As the holiday arms race between Netflix, Hallmark, and various lesser players rages on, you would think that Christmas series would have been tried more often. If American execs take a close look at the acerbic Norwegian delight Home for Christmas, it’s only a matter of time until the limited series is the next frontier in American holiday content.
CREATOR: Per-Olav Sørensen
STREAMING: Netflix
This edgy, smart Christmas rom-com series from Norway feels like a combination of Girls and National Lampoon’s Christmas Vacation and pleases with a punch.
Released on Dec. 5, Netflix’s Home for Christmas tells the story of a 30-year-old nurse, Johanne (Ida Elise Broch), who is tired of feeling like she is the only person without someone special to spend the holidays with. This might sound like traditional Christmas fodder, but don’t think Hallmark movie. Instead, think a mash-up of Girls and National Lampoon’s Christmas Vacation with the existential edge you would expect from a Norwegian production, stretched across six 3o-minute episodes.
Home for Christmas establishes itself as smarter, funnier, and darker than your typical Christmas fare immediately. In the opening scene, we find dry, smart, jaded Johanne has been relegated to the children’s side of the dinner table until she lands a longterm boyfriend and joins proper adult society. As the camera slowly dollies along the table, Johanne’s vacant stare remains fixed in the center of the frame as we are introduced to the other members of her festive family. All is as normal as the feast can be until she announces, “I have a boyfriend.”
The pronouncement takes her family by surprise, but it also surprises Johanne. Now she has less than a month to find a date to bring to the big Christmas celebration. The pressure is compounded when she heads to the hospital to find out that she will be working Christmas Eve, as she is the only nurse without a good answer to the question “How many of you plan to celebrate with your partners and or children?”
The real charm of Home for Christmas isn’t surprising for a holiday series from the land of Henrik Ibsen: This Christmas series is delightfully dark. After Johanne begrudgingly agrees to work Christmas Eve, the head nurse tells her, “It is the fate of the single and childless to step up while everyone else is stuffing their face with sauerkraut and opening Christmas presents.”

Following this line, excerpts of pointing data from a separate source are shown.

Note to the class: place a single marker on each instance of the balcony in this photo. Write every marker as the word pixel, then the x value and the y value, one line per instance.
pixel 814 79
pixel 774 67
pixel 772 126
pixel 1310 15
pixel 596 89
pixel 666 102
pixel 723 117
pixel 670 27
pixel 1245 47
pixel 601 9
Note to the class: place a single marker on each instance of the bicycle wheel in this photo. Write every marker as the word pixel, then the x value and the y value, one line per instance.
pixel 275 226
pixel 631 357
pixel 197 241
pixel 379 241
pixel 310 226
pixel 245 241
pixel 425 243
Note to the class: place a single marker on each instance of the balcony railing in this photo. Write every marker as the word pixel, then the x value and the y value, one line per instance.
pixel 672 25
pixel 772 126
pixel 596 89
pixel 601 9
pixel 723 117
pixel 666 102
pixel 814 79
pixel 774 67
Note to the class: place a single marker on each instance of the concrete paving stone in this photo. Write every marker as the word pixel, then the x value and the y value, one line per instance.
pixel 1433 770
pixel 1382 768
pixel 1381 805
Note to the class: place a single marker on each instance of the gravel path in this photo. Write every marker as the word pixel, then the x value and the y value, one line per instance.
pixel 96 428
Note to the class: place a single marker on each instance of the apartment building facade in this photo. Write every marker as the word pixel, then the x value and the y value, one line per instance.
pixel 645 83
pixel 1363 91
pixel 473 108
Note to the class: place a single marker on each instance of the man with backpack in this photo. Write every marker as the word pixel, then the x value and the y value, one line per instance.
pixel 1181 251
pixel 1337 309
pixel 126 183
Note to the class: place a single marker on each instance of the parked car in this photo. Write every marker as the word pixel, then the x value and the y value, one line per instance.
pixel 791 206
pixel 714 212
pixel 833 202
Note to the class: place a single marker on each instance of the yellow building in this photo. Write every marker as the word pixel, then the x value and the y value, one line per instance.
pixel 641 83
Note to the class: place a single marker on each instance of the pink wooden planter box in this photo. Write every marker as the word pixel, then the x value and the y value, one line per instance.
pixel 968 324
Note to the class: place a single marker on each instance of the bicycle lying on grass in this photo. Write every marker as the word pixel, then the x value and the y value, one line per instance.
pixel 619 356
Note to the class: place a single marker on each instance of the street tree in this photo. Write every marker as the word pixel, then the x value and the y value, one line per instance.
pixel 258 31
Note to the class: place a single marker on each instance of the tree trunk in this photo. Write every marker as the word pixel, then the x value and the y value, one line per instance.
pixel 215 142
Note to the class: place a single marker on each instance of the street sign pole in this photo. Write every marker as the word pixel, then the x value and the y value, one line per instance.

And it only gets darker from there. Later, Johanne tries speed dating: One man is obsessed with hanging around graveyards and nursing liquor while another is clearly a mob hitman. After that endeavor fails, she goes on an escape room date accompanied by a plumber with a violent streak and then goes out with a young man over 10 years her junior culminating in marathon sexcapades.
No, we’re not on the Hallmark Channel anymore.
That isn’t to say there aren’t moments of sweetness amid Johanne’s sour dating adventures. Charming minor characters like a bawdy octogenarian lung cancer patient, a charming hospital clown with a melancholy sweetness, and Johanne’s goofy but well-intentioned roommate bring the right dashes of joy among the hardship.
Home for Christmas wears its cynicism lightly, often poking fun at its own pessimism. Long bits are dedicated to mocking Johanne’s favorite Christmas rom-com, Love, Actually. As the characters take sarcastic shots at the blind optimism of Hugh Grant and Colin Firth, the writing also ribs the dour attitude these characters take toward romance. Life is serious to this series, but that doesn’t mean it has to take itself too seriously.
Ultimately, Home for Christmas is kinder than it would readily admit. No Christmas content would be complete without a redemptive moment of kindness, and without spoiling anything, Home for Christmas pulls that off without compromising the sardonic tone of the series or Johanne’s clearly high standards. But, there are still sweet notes that need to be sounded, and this series hits them with charming ease.
Rare for a Christmas project, Home for Christmas even finds time to extol the virtues of ending up alone. While we are sure that Johanne won’t spend her Christmas in solitude, the show asserts there wouldn’t be anything wrong with that. Of dying alone, one of her patients remarks, “One of the best things in life is being able to sneeze without having to cover your mouth.” In moments like these, the series hits its stride: Beneath the edgy detachment, there is something more genuine and more human than what you would find in a thousand feel-good mistletoe kisses.
Home for Christmas is the kind of foreign title that begs for an American adaptation of the format. If some producer thinks that they have found the next Jenny Slate, they should rush to grab the rights from creator Per-Olav Sørensen and roll out a U.S. version in time for next Christmas. The series is dark without being depressing, sweet without being saccharine, and smart without being pretentious.
In short, Home for Christmas is everything you could want from a Christmas-themed limited series, even if you never knew such a thing existed.